We dug around and found these explanations of what “arbitrary and capricious” means in government. Read on and then listen to the Butte County State’s Attorney talk about it to the county commission during their ethics meeting.
“The arbitrary-or-capricious test is a legal standard of review used by judges to assess the actions of administrative agencies. It was originally defined in a provision of the 1946 Administrative Procedure Act (APA), which instructs courts reviewing agency actions to invalidate any that they find to be “arbitrary, capricious, an abuse of discretion, or otherwise not in accordance with law.” The test is most frequently employed to assess the factual basis of an agency’s rulemaking, especially informal rulemakings.[1][2][3][4]”
– ballotpedia.org
“A decision is arbitrary if it comes about seemingly at random or by chance or as a capricious and unreasonable act of will. It is capricious if it is the product of a sudden, impulsive and seemingly unmotivated notion or action.” City of Livingston v. Park Conserv. Dist., 2013 MT 234, ¶ 10, 371 Mont. 303, 307 P.3d 317 (citation omitted). – courts.mt.gov
“Unless exempted, government agencies in Nevada are bound by the Nevada Administrative Procedures Act (“NAPA”), NRS Chapter 233B, and federal agencies are bound by the federal Administrative Procedures Act (“APA”). 5 U.S.C. 500 et seq. Among other things, the NAPA and APA establish uniform standards for formal rulemaking and adjudication, and define the scope of judicial review.
NAPA instructs courts to invalidate any agency action that is “[a]rbitrary or capricious or characterized by abuse of discretion,” NRS 233B.135(3)(f). The APA instructs courts to overturn an agency action that is “arbitrary, capricious, an abuse of discretion, or otherwise not in accordance with law.” 5 U.S.C. § 706(2)(A).
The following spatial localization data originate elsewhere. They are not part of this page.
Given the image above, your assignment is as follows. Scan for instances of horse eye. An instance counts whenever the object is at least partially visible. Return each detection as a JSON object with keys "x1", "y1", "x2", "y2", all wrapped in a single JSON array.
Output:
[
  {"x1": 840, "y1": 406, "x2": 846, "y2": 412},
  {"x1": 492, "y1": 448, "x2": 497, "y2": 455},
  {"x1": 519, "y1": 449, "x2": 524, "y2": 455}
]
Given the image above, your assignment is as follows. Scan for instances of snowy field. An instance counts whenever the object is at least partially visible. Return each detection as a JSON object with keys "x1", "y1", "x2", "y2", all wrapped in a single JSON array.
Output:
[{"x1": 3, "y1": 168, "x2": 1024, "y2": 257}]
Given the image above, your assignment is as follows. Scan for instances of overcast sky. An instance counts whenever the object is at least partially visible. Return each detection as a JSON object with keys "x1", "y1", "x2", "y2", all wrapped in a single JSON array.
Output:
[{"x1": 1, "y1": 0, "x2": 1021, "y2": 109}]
Unless judicial review is further limited by legislation, this arbitrary-or-capricious test is one basis to challenge a final administrative decision.
What makes a decision arbitrary or capricious?
These concepts are nuanced and hard to grasp.
The Supreme Court of Nevada has announced that “[w]here an agency’s decision is challenged as arbitrary and capricious, this court will uphold the decision if it is supported by evidence that a reasonable mind might accept as adequate.” Desert Palace, Inc. v. Nevada Gaming Comm’n, 130 Nev. 1170 (2014) (citing United Exposition Serv. Co. v. State Indus. Ins. Sys., 109 Nev. 421, 423–24, 851 P.2d 423, 424–25 (1993)). Conversely, an agency action is arbitrary or capricious if the decision is “‘baseless’ or ‘despotic’ and ‘a sudden turn of mind without apparent motive; a freak, whim, mere fancy.’” City of Reno v. Estate of Wells, 110 Nev. 1218, 1222, 885 P.2d 545, 548 (1994) (internal citations and quotations omitted). Thus, in Nevada, the substantial evidence test is intrinsically a part of the arbitrary-or-capricious standard.
Federal courts have enumerated that, under the APA,
[a] decision is arbitrary and capricious if the agency [1] has relied on factors which Congress has not intended it to consider, [2] entirely failed to consider an important aspect of the problem, [3] offered an explanation for its decision that runs counter to the evidence before the agency, or [4] [has offered an explanation] so implausible that it could not be ascribed to a difference in view or product of agency expertise.
George v. Bay Area Rapid Transit, 577 F.3d 1005, 1010 (9th Cir. 2009) (internal quotation and citations omitted).”